A solução foi organizar-se meio que um “blend”; um sincretismo de leis e normas - algumas delas muito antigas. E, por outro lado, conceber/arquitetar uma modelagem (na linguagem atual!) que procurasse compatibilizar atratividade, segurança, eficácia, simplicidade e clareza.
Um “Exército de Brancaleone” se envolveu denodadamente até que os primeiros resultados começassem a se efetivar; alguns meses depois. Dele é justo que se destaque o saudoso pernambucano José Ivandro Dourado Rodrigues; mente inquieta e visionária; com quem, ademais, deu-se boas risadas.
Da modelagem valem ser relembrados alguns conceitos/instrumentos:
1) Partindo-se do princípio de que em uma licitação dificilmente se consegue obter a melhor proposta (mas a menos pior – pois cada uma tem aspectos positivos e negativos), adotou-se o “modelo das 3 etapas”: Na 1º o foco era no “quem” (seletiva). Na 2º no “o que” (não obrigatoriamente seletiva). Na 3º no “quanto” (seletiva).
Dito de outra forma: Na 1º etapa selecionavam-se as empresas e/ou consórcios que poderiam prosseguir. Na 2º analisavam-se as propostas técnico-operacionais. Uma “comissão de sistematização” (nome advindo de memória da então recente Constituinte!) selecionava (balizada pelo interesse público declarado) e sistematizava aspectos das diversas propostas para compor o que seria a proposta final; aí para embasar a 3º etapa. Esta era submetida aos concorrentes remanescente para cotar o preço ofertado (proposta comercial); encerrando-se o processo.
2) As especificações explicitadas foram posteriormente sintetizadas numa diretriz de fácil memorização/comunicação: “Teto de tarifa; piso de qualidade”.
Ou seja: O balizamento, posteriormente formalizado em compromissos contratuais do outorgado, eram apenas no que se julgava essencial: Qualidade de serviço e preço; inclusive alguns desses parâmetros objeto de oferta na licitação.

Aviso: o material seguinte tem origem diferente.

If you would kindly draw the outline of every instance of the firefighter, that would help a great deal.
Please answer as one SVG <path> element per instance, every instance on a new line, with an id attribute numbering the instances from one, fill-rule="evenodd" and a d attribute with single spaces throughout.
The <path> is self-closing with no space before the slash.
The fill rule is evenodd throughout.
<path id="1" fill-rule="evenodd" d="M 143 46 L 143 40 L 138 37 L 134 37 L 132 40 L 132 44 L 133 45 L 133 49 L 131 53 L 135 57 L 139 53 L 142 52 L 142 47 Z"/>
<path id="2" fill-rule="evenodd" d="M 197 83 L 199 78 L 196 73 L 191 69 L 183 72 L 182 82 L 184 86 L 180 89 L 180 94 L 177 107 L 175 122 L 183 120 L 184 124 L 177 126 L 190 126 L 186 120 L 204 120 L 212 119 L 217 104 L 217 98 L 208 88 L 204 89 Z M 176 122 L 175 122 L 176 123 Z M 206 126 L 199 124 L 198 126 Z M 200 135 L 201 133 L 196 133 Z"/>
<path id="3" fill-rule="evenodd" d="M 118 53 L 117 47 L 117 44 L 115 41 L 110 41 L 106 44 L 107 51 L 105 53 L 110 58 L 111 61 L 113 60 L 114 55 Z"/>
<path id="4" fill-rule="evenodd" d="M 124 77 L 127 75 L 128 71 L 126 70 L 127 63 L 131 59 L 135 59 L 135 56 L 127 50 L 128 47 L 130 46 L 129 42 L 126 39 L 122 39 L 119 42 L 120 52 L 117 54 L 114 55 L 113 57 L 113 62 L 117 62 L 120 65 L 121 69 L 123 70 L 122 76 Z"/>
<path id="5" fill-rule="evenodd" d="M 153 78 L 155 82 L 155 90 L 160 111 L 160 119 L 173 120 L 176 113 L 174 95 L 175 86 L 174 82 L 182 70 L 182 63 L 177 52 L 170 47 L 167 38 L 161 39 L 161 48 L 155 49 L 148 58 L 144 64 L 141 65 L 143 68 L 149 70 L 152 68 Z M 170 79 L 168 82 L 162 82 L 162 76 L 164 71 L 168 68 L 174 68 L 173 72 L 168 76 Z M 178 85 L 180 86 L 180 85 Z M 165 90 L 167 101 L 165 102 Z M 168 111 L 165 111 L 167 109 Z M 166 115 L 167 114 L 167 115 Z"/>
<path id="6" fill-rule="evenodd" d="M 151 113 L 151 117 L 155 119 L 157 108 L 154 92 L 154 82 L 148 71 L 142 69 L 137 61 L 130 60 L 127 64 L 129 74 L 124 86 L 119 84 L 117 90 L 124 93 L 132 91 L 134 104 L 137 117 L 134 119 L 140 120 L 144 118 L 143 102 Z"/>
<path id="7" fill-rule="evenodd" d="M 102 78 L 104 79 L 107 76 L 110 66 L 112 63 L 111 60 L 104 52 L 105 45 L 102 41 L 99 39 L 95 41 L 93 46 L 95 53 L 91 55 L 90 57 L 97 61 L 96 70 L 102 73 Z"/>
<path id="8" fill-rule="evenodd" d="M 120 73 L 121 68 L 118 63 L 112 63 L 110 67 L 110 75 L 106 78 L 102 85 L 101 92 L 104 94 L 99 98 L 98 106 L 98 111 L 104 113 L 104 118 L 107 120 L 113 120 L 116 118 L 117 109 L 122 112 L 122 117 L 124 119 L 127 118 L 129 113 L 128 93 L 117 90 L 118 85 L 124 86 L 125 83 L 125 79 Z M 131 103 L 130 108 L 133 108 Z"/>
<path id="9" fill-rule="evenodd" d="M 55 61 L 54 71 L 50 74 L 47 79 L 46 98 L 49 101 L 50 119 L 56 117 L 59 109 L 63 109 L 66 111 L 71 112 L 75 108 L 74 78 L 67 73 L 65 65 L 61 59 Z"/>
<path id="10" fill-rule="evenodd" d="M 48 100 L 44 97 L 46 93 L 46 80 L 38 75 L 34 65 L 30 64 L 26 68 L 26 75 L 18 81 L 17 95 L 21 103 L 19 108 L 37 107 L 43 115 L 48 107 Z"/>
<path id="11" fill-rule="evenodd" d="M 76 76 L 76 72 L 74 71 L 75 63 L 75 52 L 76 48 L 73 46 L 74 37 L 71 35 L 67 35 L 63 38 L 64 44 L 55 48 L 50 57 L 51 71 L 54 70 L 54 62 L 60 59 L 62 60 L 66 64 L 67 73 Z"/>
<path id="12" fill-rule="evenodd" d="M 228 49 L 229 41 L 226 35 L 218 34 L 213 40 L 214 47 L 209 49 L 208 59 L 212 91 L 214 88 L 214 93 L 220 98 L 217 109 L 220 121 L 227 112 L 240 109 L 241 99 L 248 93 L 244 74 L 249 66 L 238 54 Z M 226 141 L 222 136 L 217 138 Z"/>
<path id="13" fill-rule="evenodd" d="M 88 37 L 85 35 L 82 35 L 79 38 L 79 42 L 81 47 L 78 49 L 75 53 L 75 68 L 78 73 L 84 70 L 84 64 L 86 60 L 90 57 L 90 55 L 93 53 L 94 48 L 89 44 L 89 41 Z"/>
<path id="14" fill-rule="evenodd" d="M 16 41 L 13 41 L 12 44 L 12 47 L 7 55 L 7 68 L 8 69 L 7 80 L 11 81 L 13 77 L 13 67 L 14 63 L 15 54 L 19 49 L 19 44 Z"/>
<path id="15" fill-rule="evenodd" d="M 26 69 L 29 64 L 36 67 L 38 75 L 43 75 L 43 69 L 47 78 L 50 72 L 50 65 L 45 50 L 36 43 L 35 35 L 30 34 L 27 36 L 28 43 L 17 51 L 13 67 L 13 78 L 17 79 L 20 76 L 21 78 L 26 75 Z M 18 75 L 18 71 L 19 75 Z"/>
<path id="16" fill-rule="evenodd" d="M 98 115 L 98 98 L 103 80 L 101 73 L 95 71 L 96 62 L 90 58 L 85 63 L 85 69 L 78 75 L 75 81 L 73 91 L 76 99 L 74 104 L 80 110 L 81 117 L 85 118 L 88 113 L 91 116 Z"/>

Dito de outra forma; como o objetivo do Ministério dos Transportes era viabilizar as outorgas, o que ficava acima dos parâmetros mínimo de qualidade e abaixo dos tetos tarifários era como grau de liberdade do outorgada.
O como era com ele!
Certamente muita coisa mudou nesses quase 25 anos; em termos de legislação, normas, arranjos institucionais, organização da sociedade; etc. etc.
No passado tais conceitos/instrumentos já comprovaram sua eficácia. Será que não poderiam contribuir para destravar as concessões, arrendamentos e PPPs atualmente?
(*) Primeiro da série “Antes que eu me esqueça!”; na qual pretendo compartilhar algumas histórias/experiências, mormente profissionais, que vivi nas últimas 4 décadas... e que, imagino, possam eventualmente ser de alguma utilidade para alguém. Mas, se já me esqueci, me confundi, ou faltou algo relevante, favor me corrigirem!
Frederico Bussinger. Consultor. Foi presidente da Companhia Docas de São Sebastião (CDSS), SPTrans, CPTM e Confea. Diretor da Companhia Docas do Estado de São Paulo (Codesp), do Departamento Hidroviário de SP e do Metrô de SP. Presidiu também o Conselho de Administração da CET/SP, SPTrans, Codesa (Porto de Vitória), RFFSA, CNTU e Comitê de Estadualizações da CBTU. Coordenador do GT de Transportes da Política Estadual de Mudanças Climáticas (PEMC-SP). Membro da Comissão Diretora do Programa Nacional de Desestatização e do Conselho Fiscal da Eletrobrás.